全然気取ってないし、人柄が全面に押し出ている。
やっぱりある程度文章で人間がわかっちゃうなぁ、と
言葉を扱うことの危うさのようなものも感じつつ。

「くそつまんねーな、まじ」
「あいつも、こいつも、全員終わってるわ」
みたいな、気持ちがいつもあり、
そっからじわりじわりと滲みでる感情がある。
恨みみたいな、怨念みたいな。

何かと不都合なことがおきると、
「死ねばいいのに」
を連発する40代がいて、
子どものようにそうやって言葉で発散しているのだな、
と思えばそれで済むのだけど、
やっぱりいつも聞いてると嫌になる。

独身の30歳前後の女3人が集まると当然のように結婚の話になる。
結婚のことなんて全く眼中にない子もいれば、
めちゃくちゃ気にしている子もいる。
(ちなみに私は前者)
「結婚して子どもを産んだらただの女にになる。

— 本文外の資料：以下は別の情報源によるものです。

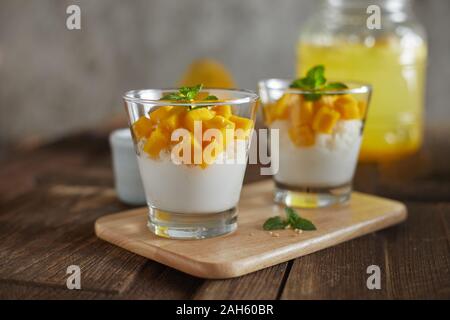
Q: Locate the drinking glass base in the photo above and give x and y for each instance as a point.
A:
(191, 226)
(302, 197)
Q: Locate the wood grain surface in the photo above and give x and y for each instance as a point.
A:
(51, 196)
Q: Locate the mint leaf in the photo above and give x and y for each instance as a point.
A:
(315, 81)
(172, 96)
(303, 83)
(335, 86)
(317, 75)
(186, 94)
(274, 223)
(193, 91)
(291, 215)
(312, 96)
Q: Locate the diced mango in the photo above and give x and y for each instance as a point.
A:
(174, 119)
(211, 151)
(362, 106)
(222, 124)
(219, 122)
(142, 128)
(267, 110)
(224, 111)
(193, 146)
(325, 120)
(200, 114)
(302, 136)
(160, 114)
(157, 141)
(244, 124)
(302, 113)
(347, 106)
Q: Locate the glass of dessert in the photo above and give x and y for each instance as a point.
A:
(192, 147)
(320, 127)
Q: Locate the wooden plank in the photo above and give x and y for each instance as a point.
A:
(10, 290)
(250, 248)
(260, 285)
(156, 281)
(38, 246)
(418, 254)
(338, 272)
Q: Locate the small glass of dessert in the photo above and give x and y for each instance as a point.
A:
(320, 127)
(192, 147)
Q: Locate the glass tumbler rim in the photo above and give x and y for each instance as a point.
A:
(248, 96)
(355, 87)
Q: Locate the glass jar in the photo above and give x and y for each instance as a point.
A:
(392, 59)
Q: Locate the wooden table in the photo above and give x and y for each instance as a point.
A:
(51, 196)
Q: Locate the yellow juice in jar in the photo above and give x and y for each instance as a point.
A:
(394, 126)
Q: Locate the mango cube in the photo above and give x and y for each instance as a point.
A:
(362, 106)
(224, 111)
(302, 113)
(302, 136)
(244, 124)
(174, 119)
(210, 153)
(347, 106)
(160, 114)
(157, 141)
(200, 114)
(325, 120)
(142, 128)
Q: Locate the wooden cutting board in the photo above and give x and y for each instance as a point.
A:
(250, 248)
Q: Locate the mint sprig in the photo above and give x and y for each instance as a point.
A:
(293, 220)
(315, 80)
(188, 94)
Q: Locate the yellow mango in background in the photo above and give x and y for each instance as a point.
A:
(142, 128)
(244, 124)
(222, 124)
(200, 114)
(211, 151)
(302, 113)
(160, 113)
(209, 72)
(347, 106)
(325, 120)
(219, 122)
(302, 136)
(174, 119)
(224, 111)
(362, 106)
(157, 141)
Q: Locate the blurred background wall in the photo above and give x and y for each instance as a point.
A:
(55, 81)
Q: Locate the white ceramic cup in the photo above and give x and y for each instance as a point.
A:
(126, 172)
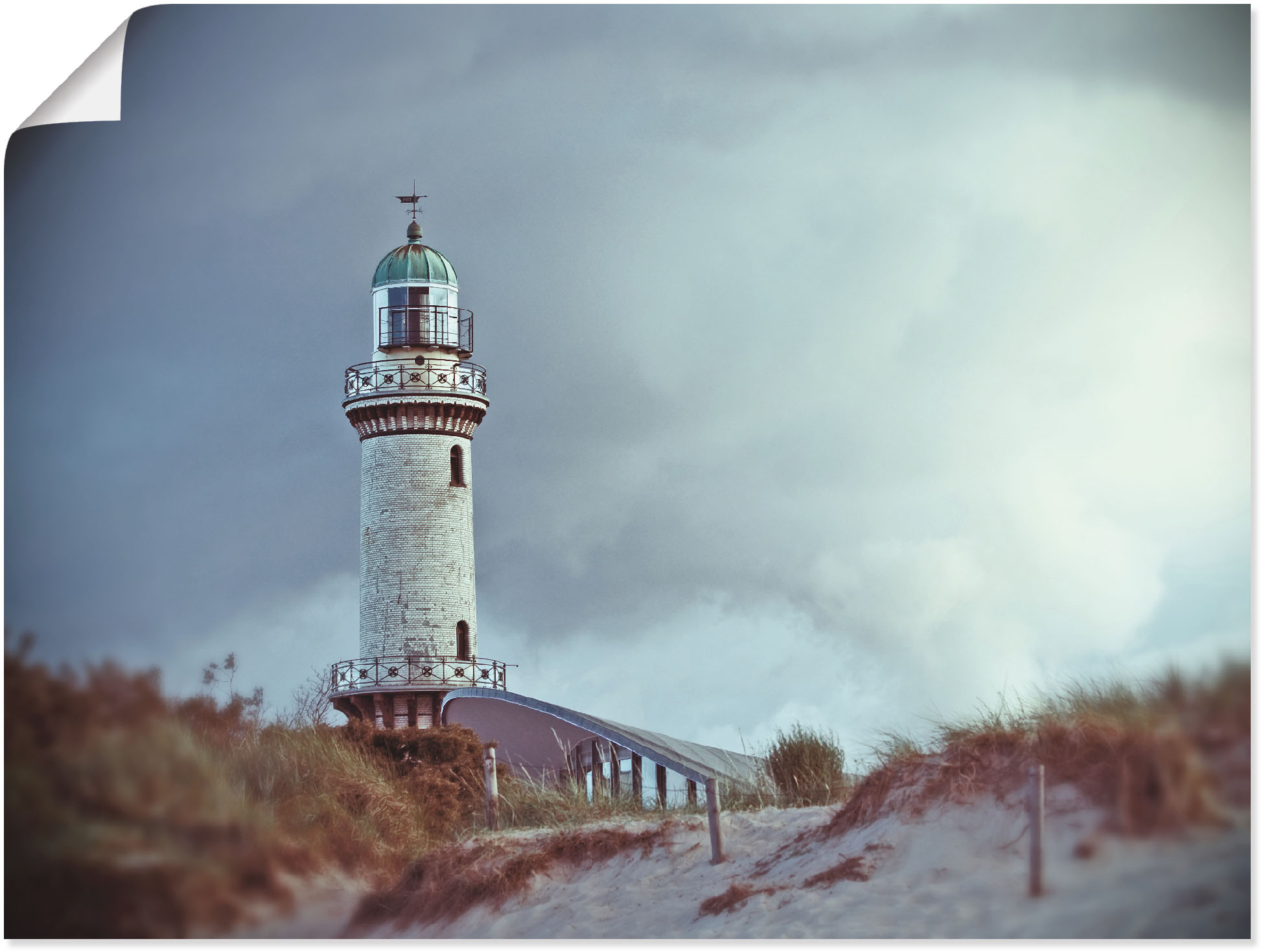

」
という意識がどこかにある。
ただの女とは一体どんなものか、
私も漠然とおもっていることなのではっきりとは言えないけれど、
とにかく、男がいる女は、ほんとにただの女だ。
子どもがいたらますますひたすら女だ。
いちおう私も女の端くれなので、ただの女になりたい自分もいるし、
時々無償に女になりたいときがある。
しかし、ここのところそういう自分の気配が全く消えた。
すっきりしていて、すがすがしいほどだ。
「人生のひとつのポイントを通過したな」という感慨。

結婚したいのであれば、結婚したらいい。
できるものなら。
自分だけが結婚したいと考えていても不可能なのであって、
相手いて、しかもその相手も自分と結婚したいと考えていないといけない。
そんな状況に陥ることが簡単なタイプの人間もいれば、
そんな状況に全くならないタイプの人間もいる。

結婚なんて神様の采配だ。
自分の欲望なんてほんとは二の次なのだ。
欲望や計算で結婚する人間は、
きちんと欲望や計算でものごとを考える人間と一緒になる。
謎の引力で互いを引き合うのだ。
そんなふうにできている。

他人なんてなんだっていいのだ。
誰を好きになろうが、好きになられようが関係ない。
もうそんな世界をうろちょろして迷う生活は飽きた。
もっと、深く、深く、命の芯に迫りたい。

妖怪になりたい。
やっぱりその空気のほうが今の気持ちに近い。